In beta decay, `""_(10)Ne^(23)` is converted into `""_(11)Na^(23)`. Calculate the maximum kinetic energy of the electrons emitted, given atomic masses of `""_(10)Ne^(23)` and `""_(11)Na^(23)` arc 22.994466 u and 22.989770 u, respectively.

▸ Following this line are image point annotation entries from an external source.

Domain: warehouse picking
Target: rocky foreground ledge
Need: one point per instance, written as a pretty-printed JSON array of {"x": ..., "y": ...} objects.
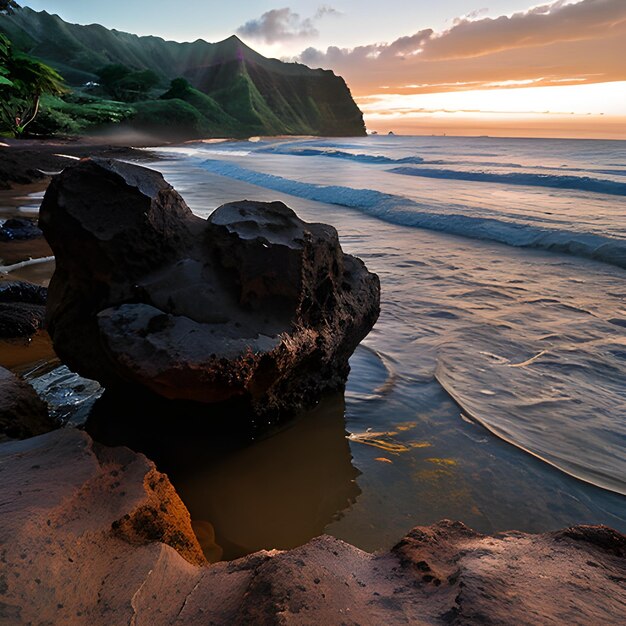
[{"x": 94, "y": 535}]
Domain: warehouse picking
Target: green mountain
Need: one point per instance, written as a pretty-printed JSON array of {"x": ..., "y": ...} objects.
[{"x": 230, "y": 89}]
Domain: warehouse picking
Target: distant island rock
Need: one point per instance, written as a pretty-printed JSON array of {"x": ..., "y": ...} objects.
[{"x": 225, "y": 88}]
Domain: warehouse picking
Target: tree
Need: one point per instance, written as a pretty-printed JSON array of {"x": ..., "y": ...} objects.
[
  {"x": 23, "y": 80},
  {"x": 123, "y": 83}
]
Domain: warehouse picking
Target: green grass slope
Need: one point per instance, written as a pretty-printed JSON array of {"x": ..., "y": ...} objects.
[{"x": 233, "y": 90}]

To solve the problem of calculating the maximum kinetic energy of the electrons emitted during the beta decay of \( _{10}^{23}\text{Ne} \) to \( _{11}^{23}\text{Na} \), we will follow these steps: ### Step-by-Step Solution: 1. **Identify the Given Data:** - Atomic mass of \( _{10}^{23}\text{Ne} \) = 22.994466 u - Atomic mass of \( _{11}^{23}\text{Na} \) = 22.989770 u 2. **Calculate the Mass Defect (\( \Delta m \)):** \[ \Delta m = \text{mass of Ne} - \text{mass of Na} = 22.994466 \, \text{u} - 22.989770 \, \text{u} \] \[ \Delta m = 0.004696 \, \text{u} \] 3. **Convert the Mass Defect to Energy:** The energy equivalent of the mass defect can be calculated using the formula: \[ E = \Delta m \cdot c^2 \] where \( 1 \, \text{u} \) is equivalent to \( 931.5 \, \text{MeV} \). \[ E = 0.004696 \, \text{u} \times 931.5 \, \text{MeV/u} \] 4. **Perform the Calculation:** \[ E = 0.004696 \times 931.5 \approx 4.3743 \, \text{MeV} \] 5. **Conclusion:** The maximum kinetic energy of the electrons emitted during the beta decay of \( _{10}^{23}\text{Ne} \) to \( _{11}^{23}\text{Na} \) is approximately \( 4.3743 \, \text{MeV} \).